Halt geben und gleichzeitig Freiheit ermöglichen – in einem Beziehungsgeschehen, in einer asymmetrischen Interaktion: Es ist das Gegensätzliche, das Ambivalente eines jeden Bildungsprozesses; es ist die anspruchsvolle Dialektik der Beziehungsdynamik – in Betrieben und Unternehmen wie in der Schule.
Vom Dialektischen in Führungsfunktionen
Schnell zoomt der Blick auf die zentrale Stelle des Bildes: die beiden Hände. Doch dieses elementare Detail ist nicht genau erkennbar. Es verweist auf die kunstvoll auszutarierende pädagogische oder eben zwischenmenschliche Beziehung. Nochmals Jochen Krautz: «So ist Lehrersein eine fragile Aufgabe zwischen Halten, Sichern und Freigeben.» (3)
Eine solche Dialektik gehört generell zur Führungsaufgabe; immer wieder sind Gegensätzlichkeiten auszutarieren, Widersprüche in kluge Balance zu bringen, das heisst: Freiheit zugestehen und zugleich Sicherheit vermitteln. Präsent sein, ohne sich aufzudrängen – unterstützen, ohne direktiv zu sein – verstehen, ohne immer einverstanden zu sein – lachend ernsthaft sein. Jede Ausschliesslichkeit sei inhuman, hat der Basler Philosoph und Psychiater Karl Jaspers einmal gesagt. Gute Leadership ist darum dialektisches Ausgleichen; sie lebt vom Integrieren des Gegensätzlichen, von verstehender Zuwendung bei gleichzeitiger Klarheit im Anspruch beispielsweise.
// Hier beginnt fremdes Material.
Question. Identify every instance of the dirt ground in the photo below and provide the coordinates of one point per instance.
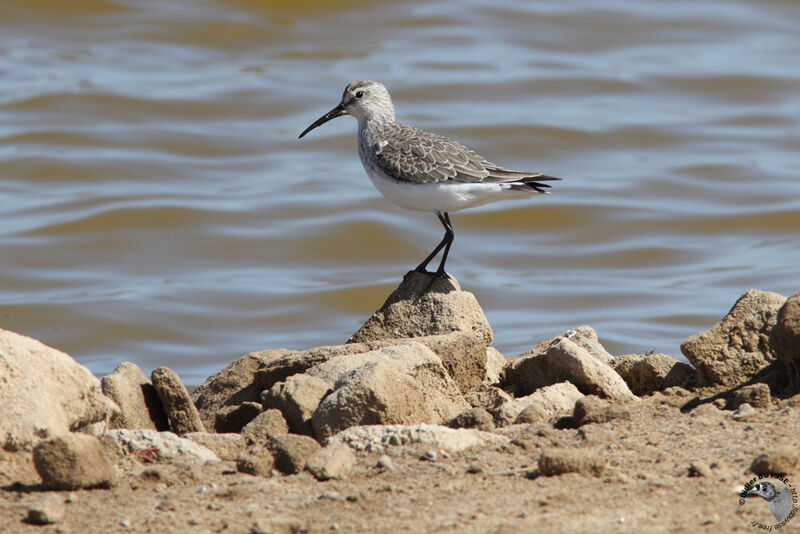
(648, 484)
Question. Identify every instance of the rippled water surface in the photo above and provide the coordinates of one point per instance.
(158, 206)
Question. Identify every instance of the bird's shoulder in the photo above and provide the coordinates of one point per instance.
(411, 154)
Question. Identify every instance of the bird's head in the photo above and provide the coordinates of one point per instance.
(364, 100)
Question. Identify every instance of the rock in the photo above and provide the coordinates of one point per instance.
(47, 510)
(73, 461)
(495, 366)
(268, 423)
(756, 395)
(565, 360)
(162, 445)
(737, 348)
(427, 306)
(333, 461)
(374, 394)
(559, 461)
(785, 339)
(400, 384)
(138, 402)
(646, 374)
(297, 398)
(745, 412)
(181, 412)
(550, 401)
(472, 418)
(231, 419)
(257, 462)
(233, 385)
(44, 393)
(779, 461)
(227, 447)
(592, 409)
(291, 452)
(380, 438)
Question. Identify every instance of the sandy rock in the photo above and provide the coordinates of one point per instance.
(785, 339)
(374, 394)
(233, 385)
(227, 447)
(738, 347)
(73, 461)
(267, 424)
(257, 462)
(400, 384)
(332, 461)
(48, 509)
(565, 360)
(593, 409)
(472, 418)
(164, 445)
(757, 395)
(181, 412)
(645, 374)
(559, 461)
(381, 438)
(297, 398)
(426, 306)
(291, 452)
(44, 393)
(234, 418)
(783, 460)
(495, 366)
(138, 402)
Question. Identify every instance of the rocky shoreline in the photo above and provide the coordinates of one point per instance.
(416, 424)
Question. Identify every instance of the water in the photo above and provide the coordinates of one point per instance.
(159, 208)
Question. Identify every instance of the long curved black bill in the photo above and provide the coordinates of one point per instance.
(338, 111)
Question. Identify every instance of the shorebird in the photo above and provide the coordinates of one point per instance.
(423, 171)
(779, 502)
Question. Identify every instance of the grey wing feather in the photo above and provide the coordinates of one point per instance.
(416, 156)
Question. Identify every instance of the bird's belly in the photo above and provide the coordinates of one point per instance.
(444, 197)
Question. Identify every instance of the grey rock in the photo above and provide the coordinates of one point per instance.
(138, 402)
(785, 339)
(738, 347)
(297, 398)
(73, 461)
(233, 385)
(384, 437)
(165, 445)
(48, 509)
(333, 461)
(234, 418)
(291, 452)
(45, 393)
(565, 360)
(227, 447)
(269, 423)
(646, 374)
(181, 411)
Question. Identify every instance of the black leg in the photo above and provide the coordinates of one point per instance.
(446, 241)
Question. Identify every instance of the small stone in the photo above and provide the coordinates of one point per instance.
(291, 452)
(181, 412)
(47, 510)
(559, 461)
(744, 412)
(385, 462)
(333, 461)
(73, 461)
(783, 460)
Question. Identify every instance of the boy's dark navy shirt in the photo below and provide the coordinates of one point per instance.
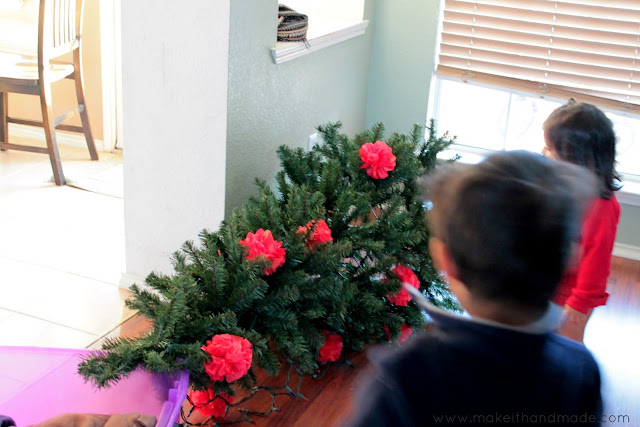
(467, 372)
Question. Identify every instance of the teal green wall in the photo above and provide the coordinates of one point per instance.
(629, 228)
(272, 104)
(402, 62)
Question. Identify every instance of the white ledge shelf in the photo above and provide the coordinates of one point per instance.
(286, 51)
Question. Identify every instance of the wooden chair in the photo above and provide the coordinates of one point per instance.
(59, 33)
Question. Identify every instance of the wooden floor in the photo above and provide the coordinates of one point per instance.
(613, 335)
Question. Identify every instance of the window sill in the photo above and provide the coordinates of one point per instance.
(286, 51)
(628, 195)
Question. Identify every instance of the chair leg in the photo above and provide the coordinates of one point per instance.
(84, 115)
(4, 112)
(50, 133)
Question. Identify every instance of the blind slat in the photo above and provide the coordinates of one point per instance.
(586, 46)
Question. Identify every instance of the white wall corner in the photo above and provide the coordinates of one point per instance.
(174, 111)
(126, 280)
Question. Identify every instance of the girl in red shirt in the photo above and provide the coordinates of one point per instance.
(582, 134)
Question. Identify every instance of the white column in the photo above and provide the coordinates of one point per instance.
(174, 96)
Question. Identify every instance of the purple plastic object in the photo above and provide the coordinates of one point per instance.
(39, 383)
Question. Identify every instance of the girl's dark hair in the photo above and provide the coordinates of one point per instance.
(582, 134)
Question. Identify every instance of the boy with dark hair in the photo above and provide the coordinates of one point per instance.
(503, 232)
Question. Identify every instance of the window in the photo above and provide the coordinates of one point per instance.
(503, 66)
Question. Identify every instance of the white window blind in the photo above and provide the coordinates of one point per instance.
(588, 49)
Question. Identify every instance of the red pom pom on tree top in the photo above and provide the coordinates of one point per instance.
(406, 275)
(332, 348)
(377, 159)
(230, 357)
(405, 333)
(321, 233)
(262, 244)
(208, 404)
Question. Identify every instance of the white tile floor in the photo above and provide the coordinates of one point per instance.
(61, 250)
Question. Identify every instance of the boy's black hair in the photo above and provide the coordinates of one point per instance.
(510, 222)
(582, 134)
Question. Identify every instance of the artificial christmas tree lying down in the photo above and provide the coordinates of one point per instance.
(304, 276)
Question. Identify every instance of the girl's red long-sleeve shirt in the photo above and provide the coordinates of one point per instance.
(584, 286)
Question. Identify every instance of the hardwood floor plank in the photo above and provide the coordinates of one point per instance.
(613, 335)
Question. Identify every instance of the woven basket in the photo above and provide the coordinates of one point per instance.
(292, 26)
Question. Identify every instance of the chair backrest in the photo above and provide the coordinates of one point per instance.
(59, 27)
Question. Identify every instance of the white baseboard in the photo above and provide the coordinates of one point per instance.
(63, 138)
(126, 280)
(626, 251)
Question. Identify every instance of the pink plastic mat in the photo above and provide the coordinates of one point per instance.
(39, 383)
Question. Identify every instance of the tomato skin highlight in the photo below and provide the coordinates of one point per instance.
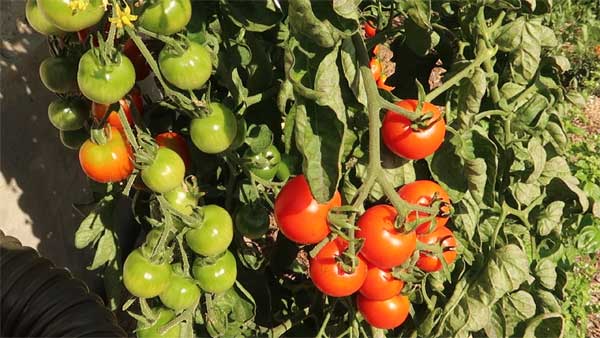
(443, 236)
(380, 284)
(59, 74)
(177, 143)
(187, 71)
(214, 133)
(165, 173)
(217, 277)
(105, 83)
(399, 137)
(68, 114)
(215, 233)
(164, 316)
(370, 30)
(422, 193)
(181, 293)
(38, 21)
(384, 246)
(299, 216)
(166, 17)
(264, 164)
(384, 314)
(109, 162)
(144, 279)
(61, 15)
(329, 276)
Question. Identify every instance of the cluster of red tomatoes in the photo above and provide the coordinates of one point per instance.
(380, 301)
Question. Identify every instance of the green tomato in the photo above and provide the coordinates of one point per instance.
(216, 277)
(38, 21)
(264, 164)
(182, 200)
(105, 83)
(145, 279)
(164, 316)
(166, 17)
(240, 136)
(68, 114)
(74, 139)
(62, 16)
(214, 133)
(252, 221)
(181, 293)
(165, 173)
(59, 74)
(186, 71)
(287, 167)
(215, 233)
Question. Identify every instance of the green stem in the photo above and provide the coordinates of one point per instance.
(481, 57)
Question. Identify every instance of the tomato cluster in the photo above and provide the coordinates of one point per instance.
(386, 246)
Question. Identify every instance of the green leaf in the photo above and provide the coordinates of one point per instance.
(547, 325)
(105, 251)
(545, 272)
(550, 218)
(89, 230)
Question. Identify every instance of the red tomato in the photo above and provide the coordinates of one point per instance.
(405, 142)
(177, 143)
(370, 30)
(385, 246)
(380, 284)
(299, 216)
(142, 69)
(109, 162)
(99, 109)
(443, 236)
(376, 69)
(328, 275)
(384, 314)
(422, 193)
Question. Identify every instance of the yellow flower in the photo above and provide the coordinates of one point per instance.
(123, 17)
(78, 5)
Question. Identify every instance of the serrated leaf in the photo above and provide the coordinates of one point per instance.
(106, 250)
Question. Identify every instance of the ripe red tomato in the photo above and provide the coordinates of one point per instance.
(381, 83)
(109, 162)
(380, 284)
(328, 275)
(443, 236)
(142, 69)
(370, 30)
(405, 142)
(376, 68)
(422, 193)
(177, 143)
(99, 109)
(385, 246)
(299, 216)
(384, 314)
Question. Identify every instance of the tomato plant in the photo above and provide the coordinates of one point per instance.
(342, 177)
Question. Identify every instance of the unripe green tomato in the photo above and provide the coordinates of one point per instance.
(181, 293)
(252, 221)
(68, 114)
(164, 316)
(165, 173)
(216, 277)
(145, 279)
(214, 133)
(214, 235)
(264, 164)
(38, 20)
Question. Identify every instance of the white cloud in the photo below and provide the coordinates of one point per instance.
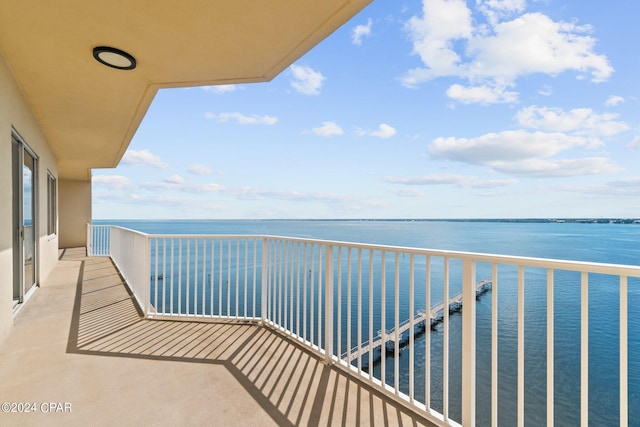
(242, 119)
(481, 94)
(466, 181)
(495, 9)
(219, 89)
(522, 153)
(614, 100)
(328, 129)
(112, 182)
(581, 121)
(174, 179)
(361, 31)
(384, 131)
(408, 192)
(494, 55)
(199, 169)
(635, 144)
(306, 80)
(503, 147)
(548, 168)
(545, 90)
(143, 158)
(175, 184)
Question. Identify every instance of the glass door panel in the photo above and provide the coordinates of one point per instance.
(28, 245)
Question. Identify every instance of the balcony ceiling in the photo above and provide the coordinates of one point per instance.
(90, 112)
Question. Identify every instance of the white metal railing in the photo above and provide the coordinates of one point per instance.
(334, 297)
(98, 240)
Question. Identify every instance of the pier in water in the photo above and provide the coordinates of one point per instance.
(419, 321)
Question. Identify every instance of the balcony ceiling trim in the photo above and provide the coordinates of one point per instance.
(89, 112)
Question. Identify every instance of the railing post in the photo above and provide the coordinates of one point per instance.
(263, 281)
(89, 240)
(147, 276)
(468, 343)
(328, 304)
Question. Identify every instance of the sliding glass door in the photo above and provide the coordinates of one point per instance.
(24, 219)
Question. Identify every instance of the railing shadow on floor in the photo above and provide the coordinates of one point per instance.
(291, 384)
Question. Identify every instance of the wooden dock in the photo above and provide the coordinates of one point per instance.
(420, 318)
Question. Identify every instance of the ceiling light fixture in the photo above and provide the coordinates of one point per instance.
(114, 58)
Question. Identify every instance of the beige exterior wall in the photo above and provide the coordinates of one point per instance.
(15, 113)
(74, 209)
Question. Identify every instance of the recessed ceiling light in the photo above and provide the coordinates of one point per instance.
(114, 58)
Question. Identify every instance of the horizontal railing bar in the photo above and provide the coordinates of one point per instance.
(580, 266)
(296, 279)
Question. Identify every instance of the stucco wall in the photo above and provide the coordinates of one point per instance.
(16, 113)
(74, 212)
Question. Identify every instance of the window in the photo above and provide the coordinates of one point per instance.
(52, 202)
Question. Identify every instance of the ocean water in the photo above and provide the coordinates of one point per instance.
(604, 243)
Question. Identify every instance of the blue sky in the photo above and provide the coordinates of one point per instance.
(413, 109)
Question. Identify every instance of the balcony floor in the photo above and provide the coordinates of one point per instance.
(80, 341)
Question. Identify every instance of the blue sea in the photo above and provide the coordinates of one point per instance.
(603, 243)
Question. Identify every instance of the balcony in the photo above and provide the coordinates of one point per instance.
(84, 355)
(264, 330)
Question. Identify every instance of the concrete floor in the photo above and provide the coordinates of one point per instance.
(80, 354)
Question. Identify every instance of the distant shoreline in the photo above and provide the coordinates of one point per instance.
(503, 220)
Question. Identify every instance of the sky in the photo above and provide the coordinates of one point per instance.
(412, 109)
Freiheit und Ordnung zugleich
Viele solcher Gegensatzpaare kennt vor allem die Schule. Bekannt ist Immanuel Kants Frage: «Wie kultiviere ich die Freiheit bei dem Zwange?» Die beiden Begriffe widersprechen sich auf den ersten Blick – je nach Perspektive, aus der man argumentiert. Sie stehen in einem dialektischen Verhältnis zueinander, und sie bedingen sich gleichzeitig. Jede Freiheit bedarf einer gewissen Sicherheit, eines Rahmens, innerhalb dessen sie sich bewegen kann. Und jede Sicherheit schafft auch Freiheit, weil sie einen Rahmen stellt, innerhalb dessen man wieder frei sein kann. Gute Lehrerinnen und Lehrer geben den Schülern darum Sicherheiten, ohne ihnen die Freiheit zu nehmen. Und sie geben ihnen so viel Freiheit, dass sie nicht im Unsicheren mäandrieren. «Ohne Ordnung», sagt Albert Einstein, «kann nichts bestehen; ohne Freiheit aber kann nichts entstehen.»
Anders formuliert: Junge Menschen sollen zur Autonomie geführt werden, doch sie brauchen dazu auch Strukturen, die sie stützen. Das gilt für allem für lernschwächere Kinder. Sie benötigen ein stabiles Geländer, das ihnen Halt und Sicherheit vermittelt. Es ist die vital präsente Lehrperson, es ist ein anregendes und führendes Gegenüber. «Pädagoge» entspringt ja dem griechischen paid-agein, «Jugendliche führen». Führen, nicht nur betreuen und begleiten.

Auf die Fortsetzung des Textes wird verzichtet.